Quant aux critiques plus formalisées, elles visent surtout quatre aspects de la coopération monétaire : la centralisation d'une partie des avoirs extérieurs auprès du Trésor français, le régime de change et la parité fixe avec l'euro, la politique monétaire jugée trop restrictive en raison du régime de change fixe et la place et le rôle des représentants français dans les institutions de gouvernance de la Zone franc. Signe d'une difficulté à opérer une distinction entre ce qui relève des accords de coopération monétaire et des relations commerciales traditionnelles que peuvent entretenir entre elles les banques centrales, le fait que les billets soient imprimés en France sert également de support à la contestation. Les rapporteurs ont rappelé en première partie que cela relevait d'accords commerciaux (cf. supra ).
Ainsi lesté de ces symboles, il devenait difficile pour le franc CFA de perdurer dans sa forme actuelle . Décision a donc été prise de le réformer, mais uniquement en Afrique de l'Ouest.
* 84 Également président en exercice de la Conférence des Chefs d'État et de Gouvernement de l'UMOA.
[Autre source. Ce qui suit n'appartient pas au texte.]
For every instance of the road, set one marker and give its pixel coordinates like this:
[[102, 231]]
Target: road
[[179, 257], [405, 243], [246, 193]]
* 85 Dominique Strauss-Kahn, « Zone franc, pour une émancipation au bénéfice de tous » (avril 2018). https://fr.slideshare.net/DominiqueStraussKahn/zone-franc-pour-une-emancipation-au-benefice-de-tous
* 86 Ibid.
* 87 Les rapporteurs relèvent par ailleurs que ce n'est pas seulement au sein des pays membres de la Zone franc que la méconnaissance de ce qu'est exactement le franc CFA sert de support à une critique plus générale de la France. À la fin de l'année 2019, alors que les tensions étaient latentes entre la France et l'Italie, Luigi Di Maio, alors vice-Premier ministre italien, avait accusé la France d'appauvrir l'Afrique et de se servir du franc CFA pour financer la dette publique française.